39. There Is No Story Here
She hits the water with a smack that disorients her. Her shorts balloon, and her phone falls out of her hand; she grabs for it but then realizes it’s too late. The water is a green glass globe with a stream of translucent bubbles, her own breath escaping. Which way is up? For one panicked second, Coco isn’t sure. She kicks her feet, feels instinctively that she’s going down, not up, flips around, and pulls apart the water like she’s opening a heavy curtain until she breaks the surface. In the twilight, Coco can see the sailboat, but it’s cruising away from her, both motors churning.
She tries to swim toward the shore; the beach at Eel Point is probably only a few hundred yards ahead. But the water has other plans for her. The current carries her out; it’s one stroke forward, two strokes back. She tells herself not to panic—she knows that in a riptide, you swim parallel to shore. She does this for a while. Is she getting closer? Yes, she thinks so. Her sodden polo shirt is weighing her down, and she’s having trouble using her arms. She treads water for a second, though even this is a challenge. The water is muscular, insistent: She will do what it tells her. She wrangles off her polo, unbuttons her shorts, lets them both go. She’s lighter now, but she’s lost ground. She watches as the westernmost tip of the island, Smith’s Point, recedes.
So what now? She turns and sees land behind her. Tuckernuck, Whale Island. It looks close but she knows this is deceptive; it’s half a mile away. Her shoulders start to ache as she swims, and she can no longer feel her legs. She remembers swimming off Great Point, Kacy’s warning about sharks. She moves in the direction she knows land to be, though now the dark land is nearly indistinguishable from the dark sky. She doesn’t think about Leslee or Bull or Lamont or Kacy or her mother, Georgi, back in Rosebush, who is no doubt vaping at the picnic table out back of the house with Kemp. Or, rather, she does think about them but only to remind herself that she can’t waste her precious energy thinking about anything other than getting to shore.
Is she going to die out here?
Coco kicks, scoops her arms forward. She can swim. She has swum not only in her murky, turtle-infested pond but also in the cobalt water of the Lake of the Ozarks, the turquoise water of St. John, clear to the white sandy bottom.
She hears a helicopter, but it’s far away. Even so, she treads water, waves her arms, cries out. Someone is looking for her. She has to make it to Tuckernuck. There’s nothing but ocean between here and Portugal.

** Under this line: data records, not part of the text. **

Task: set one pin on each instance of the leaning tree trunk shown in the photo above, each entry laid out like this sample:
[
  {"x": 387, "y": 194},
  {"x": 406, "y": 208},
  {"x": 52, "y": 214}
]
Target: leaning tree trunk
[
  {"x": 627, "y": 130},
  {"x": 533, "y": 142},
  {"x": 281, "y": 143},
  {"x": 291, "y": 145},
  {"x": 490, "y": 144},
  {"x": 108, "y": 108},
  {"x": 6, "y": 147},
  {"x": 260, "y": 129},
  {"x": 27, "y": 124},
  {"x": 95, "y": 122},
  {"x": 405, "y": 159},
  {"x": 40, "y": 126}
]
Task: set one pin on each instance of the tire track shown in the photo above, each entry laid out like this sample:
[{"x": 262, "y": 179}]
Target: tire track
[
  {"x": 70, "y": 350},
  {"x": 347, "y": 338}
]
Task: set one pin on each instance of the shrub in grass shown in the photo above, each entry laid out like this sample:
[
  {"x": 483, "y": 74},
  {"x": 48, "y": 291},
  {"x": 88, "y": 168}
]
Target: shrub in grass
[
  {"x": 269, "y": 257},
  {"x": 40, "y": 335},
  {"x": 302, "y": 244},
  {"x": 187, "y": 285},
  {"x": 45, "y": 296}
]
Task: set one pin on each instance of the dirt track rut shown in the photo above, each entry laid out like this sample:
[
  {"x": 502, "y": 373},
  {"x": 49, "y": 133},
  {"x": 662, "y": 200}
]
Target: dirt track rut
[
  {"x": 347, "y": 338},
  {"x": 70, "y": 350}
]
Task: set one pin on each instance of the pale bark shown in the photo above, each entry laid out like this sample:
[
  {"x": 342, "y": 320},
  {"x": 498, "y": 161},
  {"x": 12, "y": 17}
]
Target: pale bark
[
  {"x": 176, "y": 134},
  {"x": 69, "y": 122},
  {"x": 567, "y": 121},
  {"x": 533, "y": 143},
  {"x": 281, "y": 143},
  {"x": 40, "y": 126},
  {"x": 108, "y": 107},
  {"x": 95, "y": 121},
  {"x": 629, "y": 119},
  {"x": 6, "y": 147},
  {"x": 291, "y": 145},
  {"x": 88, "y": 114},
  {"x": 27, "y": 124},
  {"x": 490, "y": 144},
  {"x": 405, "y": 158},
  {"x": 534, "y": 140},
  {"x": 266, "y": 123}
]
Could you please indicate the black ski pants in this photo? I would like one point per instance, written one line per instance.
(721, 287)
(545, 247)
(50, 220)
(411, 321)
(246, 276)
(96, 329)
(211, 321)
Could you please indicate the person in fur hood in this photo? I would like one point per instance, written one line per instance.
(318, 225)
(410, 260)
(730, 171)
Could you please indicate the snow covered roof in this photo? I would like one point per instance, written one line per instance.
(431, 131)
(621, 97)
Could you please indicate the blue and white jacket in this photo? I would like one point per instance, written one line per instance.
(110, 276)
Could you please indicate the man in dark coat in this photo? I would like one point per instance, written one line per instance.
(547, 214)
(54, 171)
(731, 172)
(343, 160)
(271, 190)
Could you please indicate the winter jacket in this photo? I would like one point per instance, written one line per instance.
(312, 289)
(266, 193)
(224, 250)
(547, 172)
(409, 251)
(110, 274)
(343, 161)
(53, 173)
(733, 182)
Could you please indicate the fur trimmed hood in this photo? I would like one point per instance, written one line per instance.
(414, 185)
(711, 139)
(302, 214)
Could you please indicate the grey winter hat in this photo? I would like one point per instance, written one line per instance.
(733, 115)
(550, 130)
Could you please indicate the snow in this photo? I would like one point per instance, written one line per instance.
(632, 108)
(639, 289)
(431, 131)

Coco’s arms grow heavy; she kicks with all her might just to stay above the surface. Waves smack her face, water goes up her nose, down her throat. She thinks she can still see the coastline but she’s not sure, and then she sees—or thinks she sees—a pinprick of yellow light. A moment later, it disappears. What did Lamont say about Tuckernuck? No electricity, only generators. She gazes up in the sky and sees stars, but navigating by them is a pipe dream. She tries to remember where she saw the light and swims in that direction. She has to stop and tread water in order to catch her breath; she flips onto her back and floats but she feels the current carrying her in what she’s certain is the wrong direction. She’s out of gas, plain and simple. She can’t move her arms; her legs are two lead weights pulling her down.
As Coco slips below the surface, she replays her favorite movie scenes in her head.
The hotel-bed scene in Lost in Translation.
Armageddon:The crew singing “Leaving on a Jet Plane” as they board the spaceship.
“O Captain! My Captain!” in Dead Poets Society.
Finding Nemo,the scene with Crush the turtle. Also the fish tank in the dentist’s office. Just keep swimming, Coco thinks. Her lungs burn; she lets her breath go.
Rocky running up the art museum’s steps.
All of Barbie.
And, of course, the final scene of The Player, which has long served as the touchstone for Coco’s artistic vision. She has a purpose. She is a screenwriter.
Coco fights her way up, breaks the surface, gasps for air.
There is no story here,Bull said. But he was wrong.